Elena lo miró de soslayo. Nunca lo había visto así.
– ¿Qué vamos a hacer ahora?
– Me ha desafiado. Ahora le tapiaré su último refugio. Esperaremos hasta pescar a Weber y que nos confirme que Grone llegó al Dome a las diez y veinte, o más tarde aún. Según estuviera el tráfico. ¡Ha habido un asesinato, y ese elemento es más que culpable! El tal Weber es asesor fiscal y tiene familia. ¡No querrá arriesgar todo eso por una reinona, créeme! Veremos qué tiene que decir Kluge sobre el bueno de Grone. Al fin y al cabo, estaba invitada aquella tarde para soltar un par de predicciones sobre la conducta de ese sinvergüenza. ¡Algo sabrá sobre él!

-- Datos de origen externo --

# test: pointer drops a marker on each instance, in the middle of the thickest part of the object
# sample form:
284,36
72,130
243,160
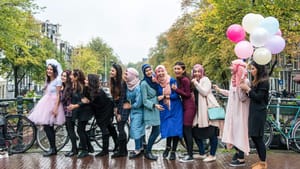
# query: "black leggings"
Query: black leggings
188,139
49,130
175,140
260,147
84,140
70,126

Costa tomó la carretera de Jesús y se acercó a toda prisa a la residencia de Vista Mar para ir a ver un momento a la señora Brendel. Quería una explicación sobre la carta. Sin embargo, allí no había nadie.

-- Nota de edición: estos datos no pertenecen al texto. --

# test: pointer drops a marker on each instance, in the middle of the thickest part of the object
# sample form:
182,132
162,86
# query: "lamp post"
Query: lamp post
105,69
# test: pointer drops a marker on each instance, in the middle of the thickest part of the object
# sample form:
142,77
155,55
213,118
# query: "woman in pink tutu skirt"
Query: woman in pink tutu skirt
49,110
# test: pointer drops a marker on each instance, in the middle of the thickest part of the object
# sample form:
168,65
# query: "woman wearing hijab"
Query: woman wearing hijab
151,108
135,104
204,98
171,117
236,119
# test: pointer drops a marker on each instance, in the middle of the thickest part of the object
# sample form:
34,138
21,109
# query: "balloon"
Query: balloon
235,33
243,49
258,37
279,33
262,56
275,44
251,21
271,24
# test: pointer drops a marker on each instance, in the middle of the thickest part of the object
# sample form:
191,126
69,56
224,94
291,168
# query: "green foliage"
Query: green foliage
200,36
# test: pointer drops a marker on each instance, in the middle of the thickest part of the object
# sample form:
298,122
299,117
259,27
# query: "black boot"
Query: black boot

Martina Kluge tenía un pequeño despacho con armarios empotrados y una camilla para masajes. La sala era fresca y estaba toda decorada en blanco. Olía a menta. El sol se filtraba en franjas por entre las láminas de una persiana y caía sobre un tresillo que había bajo la ventana. En la mesa, esmaltada en blanco, había un jarrón marroquí de color ocre con unas ramitas de muérdago. La única mancha de color de toda la habitación.
– Señorita Kluge, ésta es la teniente Navarro, una compañera. Le dije que le tomaríamos declaración como testigo en el caso del asesinato de la señora Scholl. La teniente Navarro grabará toda la conversación. Espero que esté usted conforme.

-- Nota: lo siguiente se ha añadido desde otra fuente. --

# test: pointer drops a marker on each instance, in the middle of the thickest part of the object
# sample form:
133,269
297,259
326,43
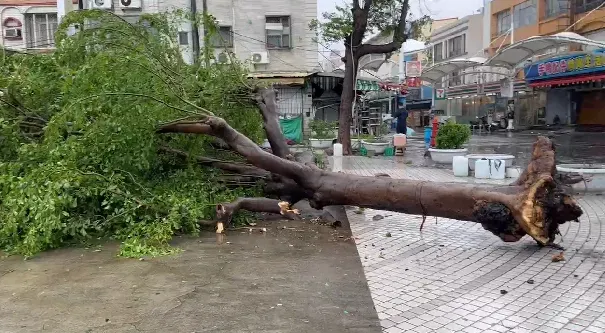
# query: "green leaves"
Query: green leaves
452,136
78,150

Martina Kluge le tendió la mano a Elena con una sonrisa resplandeciente. Por lo visto, se alegraba de que hubiera una mujer presente en su declaración. Su voz, que Costa ya conocía por teléfono, era agradablemente dulce y sugerente. El capitán se sentó en la butaca, Elena se acercó una silla y preparó la grabadora. Costa dijo que repetiría la pregunta y le pidió que confirmase ante el micrófono que estaba de acuerdo con la grabación. Mientras Elena le preguntaba por sus datos personales, Costa tuvo ocasión de contemplarla con tranquilidad.
Lo que más le llamó la atención de ella fue lo liviano de su aspecto. No sólo todo lo que la rodeaba era luminoso, también su persona irradiaba claridad. Tenía el pelo rubio natural y lo llevaba cortado a lo garçon, lo que la hacía parecer casi adolescente. Era esbelta, y a Costa le gustó lo que llevaba puesto: unos vaqueros blancos y una camiseta de algodón. Tenía rasgos suaves y apenas iba maquillada. Costa se fijó en sus ojos azules y relucientes; no podía imaginar que se hubiese sometido alguna vez al bisturí de Schönbach.